音が消えても 耳鳴りがするうような大きな音がした
押し倒されて解らなかったが 地面に白い線が走ったので閃光が走った。

KAWAさんが何か喋っているが 聞こえない。
しばらくして こちらの状況が解ったのか 腕を引いて 入ってきたかべの穴から脱出した。

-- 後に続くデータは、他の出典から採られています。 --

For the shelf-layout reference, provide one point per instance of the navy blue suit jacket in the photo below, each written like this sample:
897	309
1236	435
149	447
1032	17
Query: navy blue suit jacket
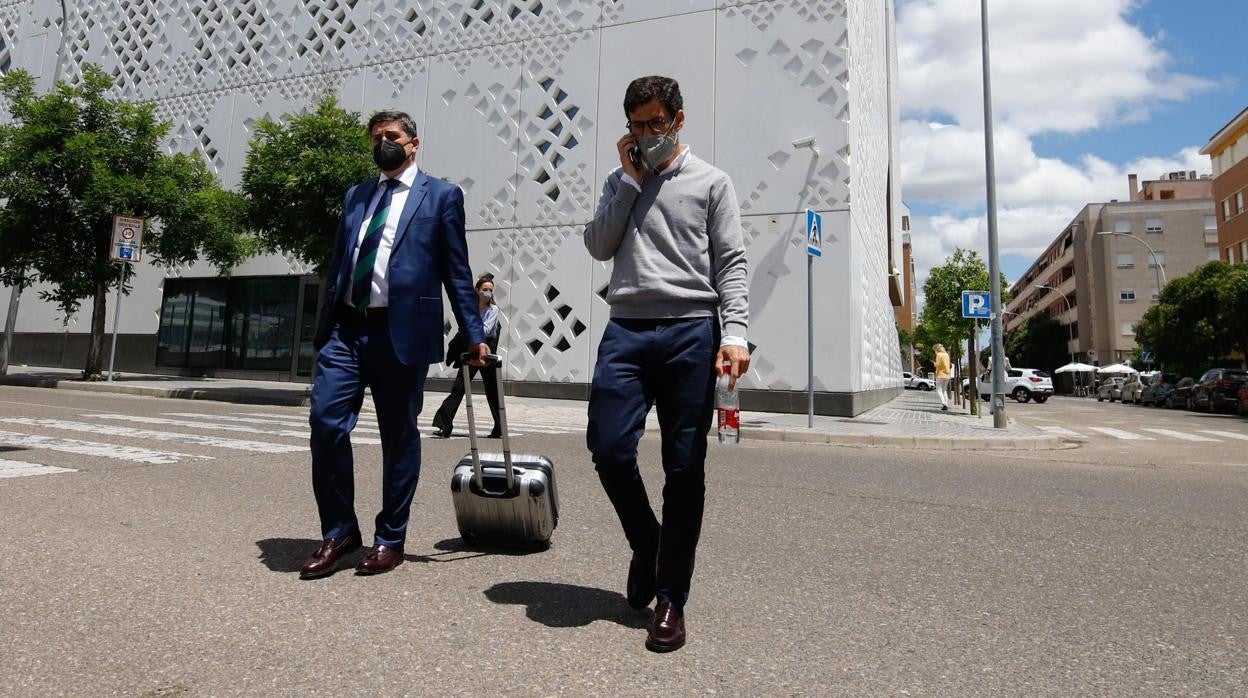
429	254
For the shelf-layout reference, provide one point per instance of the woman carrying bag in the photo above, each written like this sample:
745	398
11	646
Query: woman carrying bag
444	417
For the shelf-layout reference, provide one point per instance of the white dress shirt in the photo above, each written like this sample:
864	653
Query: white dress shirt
380	296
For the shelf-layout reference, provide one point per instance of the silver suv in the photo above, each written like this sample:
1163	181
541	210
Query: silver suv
1021	385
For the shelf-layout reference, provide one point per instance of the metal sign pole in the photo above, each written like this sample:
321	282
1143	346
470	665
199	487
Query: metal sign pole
810	341
116	317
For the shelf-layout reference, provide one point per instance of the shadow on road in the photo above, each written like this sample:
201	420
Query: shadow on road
568	606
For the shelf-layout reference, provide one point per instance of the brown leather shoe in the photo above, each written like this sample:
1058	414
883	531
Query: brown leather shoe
328	555
668	629
380	558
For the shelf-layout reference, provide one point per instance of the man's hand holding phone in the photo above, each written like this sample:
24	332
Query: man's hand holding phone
629	159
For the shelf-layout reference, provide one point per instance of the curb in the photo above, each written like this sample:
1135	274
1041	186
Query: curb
219	395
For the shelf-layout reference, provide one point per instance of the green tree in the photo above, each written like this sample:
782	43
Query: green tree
1041	342
1188	329
296	174
74	157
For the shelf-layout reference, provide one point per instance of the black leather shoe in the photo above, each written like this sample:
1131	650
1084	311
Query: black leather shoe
668	629
327	556
640	580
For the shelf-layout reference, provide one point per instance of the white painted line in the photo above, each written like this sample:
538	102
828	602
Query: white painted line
1122	435
18	468
1182	436
126	432
92	448
194	425
1227	435
1062	431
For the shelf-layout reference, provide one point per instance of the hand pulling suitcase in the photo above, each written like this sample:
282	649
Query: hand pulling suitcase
499	498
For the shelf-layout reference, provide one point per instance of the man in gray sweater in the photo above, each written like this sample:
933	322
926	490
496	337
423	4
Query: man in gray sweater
679	302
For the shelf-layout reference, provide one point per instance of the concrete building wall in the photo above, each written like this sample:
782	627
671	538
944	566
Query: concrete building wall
519	101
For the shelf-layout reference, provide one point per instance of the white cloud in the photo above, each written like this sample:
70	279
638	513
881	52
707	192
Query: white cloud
1060	66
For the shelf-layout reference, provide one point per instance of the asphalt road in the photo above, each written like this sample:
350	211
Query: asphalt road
162	566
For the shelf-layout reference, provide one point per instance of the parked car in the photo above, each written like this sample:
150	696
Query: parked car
1181	396
1132	387
1110	388
1218	388
1156	391
1021	385
916	382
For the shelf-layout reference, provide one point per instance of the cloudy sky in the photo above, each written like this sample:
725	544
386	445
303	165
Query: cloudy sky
1085	91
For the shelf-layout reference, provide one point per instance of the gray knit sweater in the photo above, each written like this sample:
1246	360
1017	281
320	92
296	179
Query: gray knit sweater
677	246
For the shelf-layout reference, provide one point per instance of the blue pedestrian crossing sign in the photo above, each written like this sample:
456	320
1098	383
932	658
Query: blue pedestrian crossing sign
814	234
975	305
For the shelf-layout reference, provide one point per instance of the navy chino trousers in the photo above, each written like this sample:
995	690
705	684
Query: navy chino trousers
668	363
360	353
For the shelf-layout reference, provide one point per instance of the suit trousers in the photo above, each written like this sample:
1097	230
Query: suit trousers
668	363
360	355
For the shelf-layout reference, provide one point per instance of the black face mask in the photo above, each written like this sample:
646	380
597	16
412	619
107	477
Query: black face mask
390	155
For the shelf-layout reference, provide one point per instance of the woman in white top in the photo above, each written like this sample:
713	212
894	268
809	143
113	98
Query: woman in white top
444	417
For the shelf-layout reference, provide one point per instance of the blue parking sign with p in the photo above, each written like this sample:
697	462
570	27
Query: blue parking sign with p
975	305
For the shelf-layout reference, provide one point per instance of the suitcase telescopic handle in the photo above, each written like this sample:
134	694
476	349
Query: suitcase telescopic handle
492	360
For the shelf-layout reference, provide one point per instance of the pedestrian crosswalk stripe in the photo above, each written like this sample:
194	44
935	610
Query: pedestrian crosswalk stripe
1063	431
1181	435
92	448
243	428
1121	433
127	432
1227	433
250	420
18	468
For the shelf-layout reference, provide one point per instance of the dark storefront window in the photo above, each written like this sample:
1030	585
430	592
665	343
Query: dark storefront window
240	324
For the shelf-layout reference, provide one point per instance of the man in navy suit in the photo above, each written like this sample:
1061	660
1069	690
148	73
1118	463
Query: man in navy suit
399	242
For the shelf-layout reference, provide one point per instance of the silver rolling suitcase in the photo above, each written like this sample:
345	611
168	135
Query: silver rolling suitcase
499	498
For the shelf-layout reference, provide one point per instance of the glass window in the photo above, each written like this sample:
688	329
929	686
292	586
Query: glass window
262	322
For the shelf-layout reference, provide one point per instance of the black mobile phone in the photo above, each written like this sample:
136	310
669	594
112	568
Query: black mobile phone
634	156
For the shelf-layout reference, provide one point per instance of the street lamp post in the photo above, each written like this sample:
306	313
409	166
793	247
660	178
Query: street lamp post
1070	326
1161	272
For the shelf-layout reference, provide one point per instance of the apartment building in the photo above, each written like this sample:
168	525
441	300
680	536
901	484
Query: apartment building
1228	150
1107	266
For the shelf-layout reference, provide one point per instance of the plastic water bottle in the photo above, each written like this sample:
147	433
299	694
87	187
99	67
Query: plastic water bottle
728	408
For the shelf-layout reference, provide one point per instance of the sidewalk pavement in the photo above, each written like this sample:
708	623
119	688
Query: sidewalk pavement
912	420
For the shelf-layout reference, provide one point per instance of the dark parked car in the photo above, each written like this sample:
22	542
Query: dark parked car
1181	396
1155	392
1218	388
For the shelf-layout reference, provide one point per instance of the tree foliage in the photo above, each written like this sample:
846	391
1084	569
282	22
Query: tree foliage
296	175
1041	342
942	311
74	157
1199	319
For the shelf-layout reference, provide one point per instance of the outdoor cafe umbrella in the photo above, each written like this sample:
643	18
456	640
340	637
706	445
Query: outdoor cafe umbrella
1075	368
1116	368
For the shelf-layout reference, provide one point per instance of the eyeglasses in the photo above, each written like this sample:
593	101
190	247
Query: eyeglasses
657	125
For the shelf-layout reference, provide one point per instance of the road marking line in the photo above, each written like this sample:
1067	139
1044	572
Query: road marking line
1062	431
1227	433
1182	436
18	468
243	428
94	448
1122	435
126	432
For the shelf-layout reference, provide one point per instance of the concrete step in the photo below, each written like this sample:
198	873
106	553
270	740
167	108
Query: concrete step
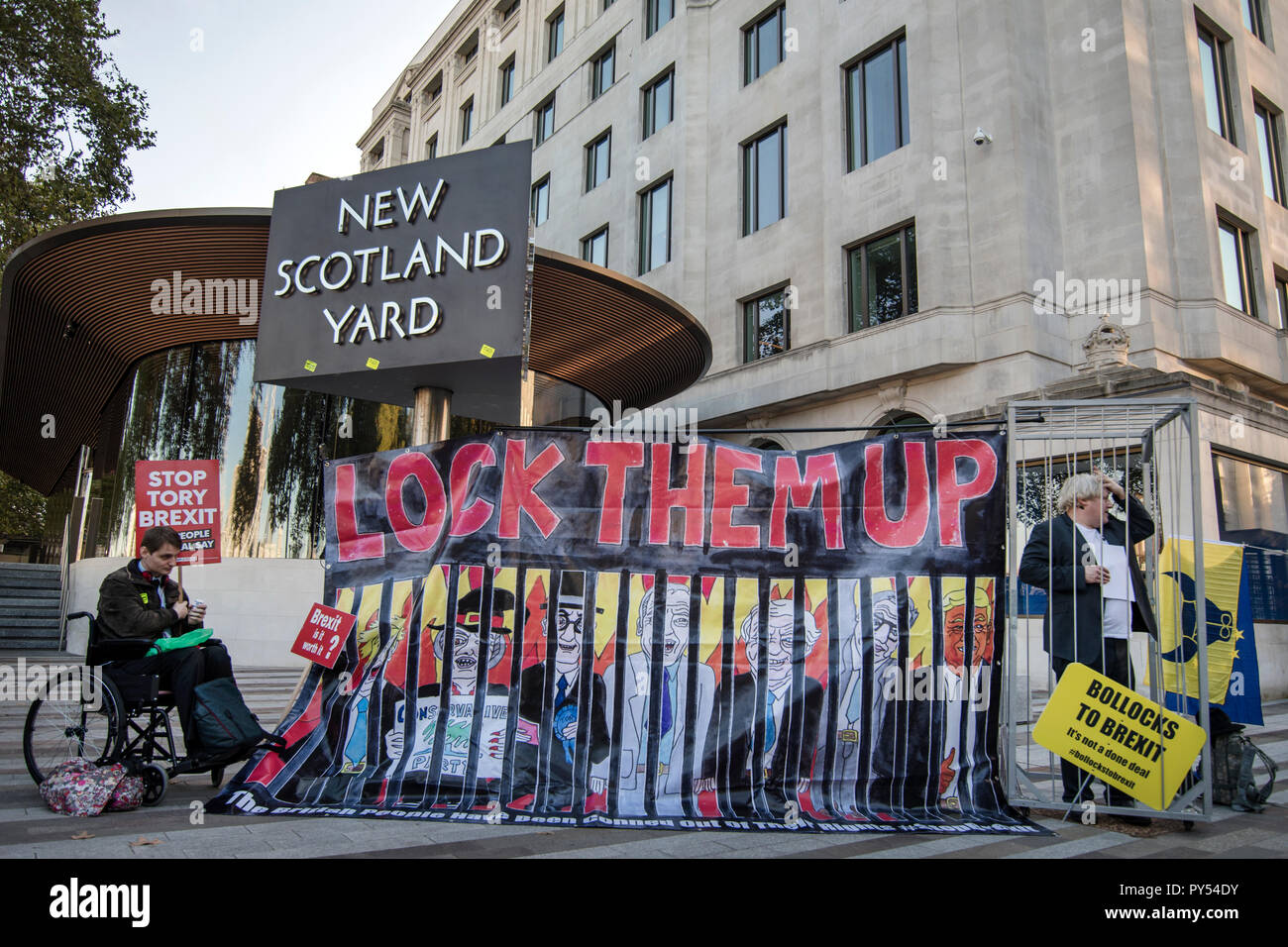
29	605
18	574
39	587
14	622
44	643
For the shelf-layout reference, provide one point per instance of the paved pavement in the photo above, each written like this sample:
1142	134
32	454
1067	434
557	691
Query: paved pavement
178	828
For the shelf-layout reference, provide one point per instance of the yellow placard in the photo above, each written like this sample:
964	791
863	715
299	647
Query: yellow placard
1180	616
1116	735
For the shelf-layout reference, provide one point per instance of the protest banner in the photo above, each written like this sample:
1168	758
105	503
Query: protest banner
183	495
562	630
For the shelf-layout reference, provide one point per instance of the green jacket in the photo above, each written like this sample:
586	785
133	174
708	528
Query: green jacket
130	607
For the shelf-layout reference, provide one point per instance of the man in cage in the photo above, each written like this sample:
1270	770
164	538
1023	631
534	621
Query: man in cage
785	705
467	657
674	698
570	629
965	690
1096	595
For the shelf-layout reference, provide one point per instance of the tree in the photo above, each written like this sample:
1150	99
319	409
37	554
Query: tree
22	509
67	119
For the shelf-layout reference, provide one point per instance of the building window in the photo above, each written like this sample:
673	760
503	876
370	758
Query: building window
658	102
601	72
1271	153
1236	275
597	157
1282	298
545	115
593	249
763	44
657	13
541	201
876	103
434	90
1253	18
554	35
507	81
1214	59
467	120
764	180
656	227
1250	502
884	278
469	50
767	328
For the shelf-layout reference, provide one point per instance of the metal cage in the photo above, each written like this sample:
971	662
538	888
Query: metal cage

それに付き従うように フラフラになりながら脱出した。

壁の穴の外には 男達が待機していた。
どうやら死なずに済んだようだ。
どこかでぶつけたのか 体のあちこちが痛い。
KAWAさんが さっきからこっちに向かって ニコニコしながら何か言ってる。
「耳が聞こえないんです」
ちゃんと喋れているのか自分でもわからないが言った。
KAWAさんが 紙に何か書き出した。
「私の下で 何考えていたの!! すっけべ〜」
きん きん きん 段々、耳が痛くなってきた きっと聴力が戻ってきたのだろう。
目は、かべの穴から離せなかった。